I understand there is a cultural component to abuses being about doing unmentionable things to sisters and mothers. It stems from an atavistic outlook that looks upon females as representative of honour. Some party non-poopers would even say that it's all in good humour and without malice. But the very fact that this passes for good humour indicates deep flaws in the way we think and structure language.
The other day, one of my flatmates had a tiff with someone in college. He came home all worked up and started abusing that person left, right and centre. Well, strangely, he actually said very little about the person with whom he had fought. His fury was instead directed at female members of the guy's family. The guy's mother became a prostitute (he employed a harsh, hissing voice to utter the Hindi word for this), the guy's sister sold her body to willing men, and the guy himself did all sorts of things to the two of them together.
I was gobsmacked. I have been raised in the Hindi heartland so it's not like I am unaware of such phrases, but rarely have I been in a setting where they were thrown about with such abandon. Really, why are we so surprised at the high incidence of rape, since even non-rapists - such as my flatmate - think nothing of dipping into the same egregious cultural pool?

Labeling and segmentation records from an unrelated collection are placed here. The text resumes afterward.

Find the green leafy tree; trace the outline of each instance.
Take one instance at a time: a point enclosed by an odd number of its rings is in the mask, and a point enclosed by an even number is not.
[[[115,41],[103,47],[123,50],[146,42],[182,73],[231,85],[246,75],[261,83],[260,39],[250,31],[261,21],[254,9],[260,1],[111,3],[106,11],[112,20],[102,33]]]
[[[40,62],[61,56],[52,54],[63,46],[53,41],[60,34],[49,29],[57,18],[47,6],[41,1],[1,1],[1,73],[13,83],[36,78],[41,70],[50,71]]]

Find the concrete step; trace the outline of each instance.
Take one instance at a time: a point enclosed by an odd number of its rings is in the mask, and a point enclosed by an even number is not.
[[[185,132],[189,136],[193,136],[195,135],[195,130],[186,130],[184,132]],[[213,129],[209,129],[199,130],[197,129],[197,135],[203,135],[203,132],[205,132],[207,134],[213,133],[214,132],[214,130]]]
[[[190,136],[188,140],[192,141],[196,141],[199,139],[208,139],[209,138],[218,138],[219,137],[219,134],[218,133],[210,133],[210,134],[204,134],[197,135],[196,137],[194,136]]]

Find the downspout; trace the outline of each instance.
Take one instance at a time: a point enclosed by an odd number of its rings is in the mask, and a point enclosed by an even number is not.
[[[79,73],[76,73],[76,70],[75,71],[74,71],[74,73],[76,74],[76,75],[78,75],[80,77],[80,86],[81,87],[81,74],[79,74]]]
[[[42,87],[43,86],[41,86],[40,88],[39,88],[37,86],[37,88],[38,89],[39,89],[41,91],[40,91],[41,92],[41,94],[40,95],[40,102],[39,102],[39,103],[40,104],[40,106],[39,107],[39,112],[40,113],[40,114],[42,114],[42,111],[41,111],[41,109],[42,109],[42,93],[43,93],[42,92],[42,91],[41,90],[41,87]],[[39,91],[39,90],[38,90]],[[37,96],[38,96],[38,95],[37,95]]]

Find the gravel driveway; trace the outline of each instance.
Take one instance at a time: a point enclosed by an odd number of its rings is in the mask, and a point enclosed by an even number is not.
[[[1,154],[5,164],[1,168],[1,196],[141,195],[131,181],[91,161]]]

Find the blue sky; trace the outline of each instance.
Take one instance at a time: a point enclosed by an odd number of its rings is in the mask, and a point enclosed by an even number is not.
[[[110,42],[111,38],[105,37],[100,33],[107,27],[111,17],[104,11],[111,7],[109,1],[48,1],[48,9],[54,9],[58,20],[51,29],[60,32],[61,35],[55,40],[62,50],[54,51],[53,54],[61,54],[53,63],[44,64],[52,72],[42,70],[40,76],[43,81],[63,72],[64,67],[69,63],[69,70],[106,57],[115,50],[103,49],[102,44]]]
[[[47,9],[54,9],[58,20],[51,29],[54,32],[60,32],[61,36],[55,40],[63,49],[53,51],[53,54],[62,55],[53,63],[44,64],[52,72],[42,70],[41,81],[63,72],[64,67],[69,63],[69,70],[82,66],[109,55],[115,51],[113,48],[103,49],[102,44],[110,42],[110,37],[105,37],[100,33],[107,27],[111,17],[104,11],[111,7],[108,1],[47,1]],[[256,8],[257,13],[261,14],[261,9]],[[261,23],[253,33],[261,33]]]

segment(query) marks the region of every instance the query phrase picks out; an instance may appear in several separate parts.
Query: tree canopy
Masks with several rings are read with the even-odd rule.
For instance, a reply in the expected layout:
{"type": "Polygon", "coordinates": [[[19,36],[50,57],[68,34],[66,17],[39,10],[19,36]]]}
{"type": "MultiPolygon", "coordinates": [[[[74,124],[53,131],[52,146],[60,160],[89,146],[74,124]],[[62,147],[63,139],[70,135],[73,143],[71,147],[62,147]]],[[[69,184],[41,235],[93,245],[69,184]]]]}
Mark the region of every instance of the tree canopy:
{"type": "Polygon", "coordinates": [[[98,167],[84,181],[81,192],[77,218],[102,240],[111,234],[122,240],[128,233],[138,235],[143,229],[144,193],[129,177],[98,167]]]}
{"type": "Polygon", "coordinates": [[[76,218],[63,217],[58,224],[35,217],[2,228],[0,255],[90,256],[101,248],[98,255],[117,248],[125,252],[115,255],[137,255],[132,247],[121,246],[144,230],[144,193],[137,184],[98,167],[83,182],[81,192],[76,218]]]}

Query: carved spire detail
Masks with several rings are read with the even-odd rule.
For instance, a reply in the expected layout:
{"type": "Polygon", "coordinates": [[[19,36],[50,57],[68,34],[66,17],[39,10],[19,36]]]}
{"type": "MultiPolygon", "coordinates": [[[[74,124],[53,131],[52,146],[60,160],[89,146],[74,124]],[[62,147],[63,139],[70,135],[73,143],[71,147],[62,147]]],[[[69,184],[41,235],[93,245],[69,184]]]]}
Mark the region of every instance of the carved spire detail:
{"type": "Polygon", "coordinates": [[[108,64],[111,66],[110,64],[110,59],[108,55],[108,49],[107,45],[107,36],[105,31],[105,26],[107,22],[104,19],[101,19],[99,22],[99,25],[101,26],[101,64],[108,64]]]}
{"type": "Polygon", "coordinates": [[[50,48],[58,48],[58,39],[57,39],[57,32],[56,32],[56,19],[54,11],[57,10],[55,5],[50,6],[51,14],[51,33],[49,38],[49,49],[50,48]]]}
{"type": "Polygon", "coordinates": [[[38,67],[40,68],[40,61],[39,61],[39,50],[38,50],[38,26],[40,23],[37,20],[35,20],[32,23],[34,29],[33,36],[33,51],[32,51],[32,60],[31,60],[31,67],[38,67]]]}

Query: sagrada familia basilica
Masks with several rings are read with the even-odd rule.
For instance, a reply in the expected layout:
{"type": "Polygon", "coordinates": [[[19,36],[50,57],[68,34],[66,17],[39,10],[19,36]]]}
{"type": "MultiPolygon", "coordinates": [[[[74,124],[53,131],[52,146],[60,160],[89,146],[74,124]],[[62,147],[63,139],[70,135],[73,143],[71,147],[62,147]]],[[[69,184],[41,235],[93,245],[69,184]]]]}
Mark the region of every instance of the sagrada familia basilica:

Let me relate another incident that indicates a confusing mishmash of how our new "modernity" nuances, not eliminates, a patriarchal outlook on how women ought to behave. Another of my roommates has a steady girlfriend, who comes over every now and then. The two of them have been seeing one another for a year. You'd think my flatmate would be an enlightened individual, respecting women's sexual choice and freedom to do as they please. And you will be totally wrong.
It is okay to sleep with your girlfriend, he explained one day to no one in particular, because it has become acceptable in Hindi films. Seriously, that's what he said! If you are committed, sure, go ahead and do the deed. But, and here is the difference, he also spoke about "this girl" at his hometown who had switched three boyfriends over two years and was, clearly, a "r****" (the same word referred to above for a prostitute). How did he know this? Because the three men had been his friends and told him so. No word on their possible position in the sex trade!
So if Bollywood says you can have premarital sex with a steady girlfriend, then it's cool. If Bollywood thinks hopping boyfriends is bad, then it's not cool. If Bollywood thinks women must not exercise sexual choice, then they mustn't. If Bollywood corroborates the hierarchy and the utter difference between "stud" and "slut", so much the better.
Where does this leave me? How do I stay with otherwise nice, reasonable people who, when they want to criticise someone, start reaching for the nether regions of female relatives? Do I keep quiet and behave as though I am complicit in their world view or do I leave to find another accommodation? And how far can I run, given everyone is steeped in this gunk - everyone is a perpetrator, or, more accurately, a victim?
I guess I will just have to wait for the world - and Bollywood - to change.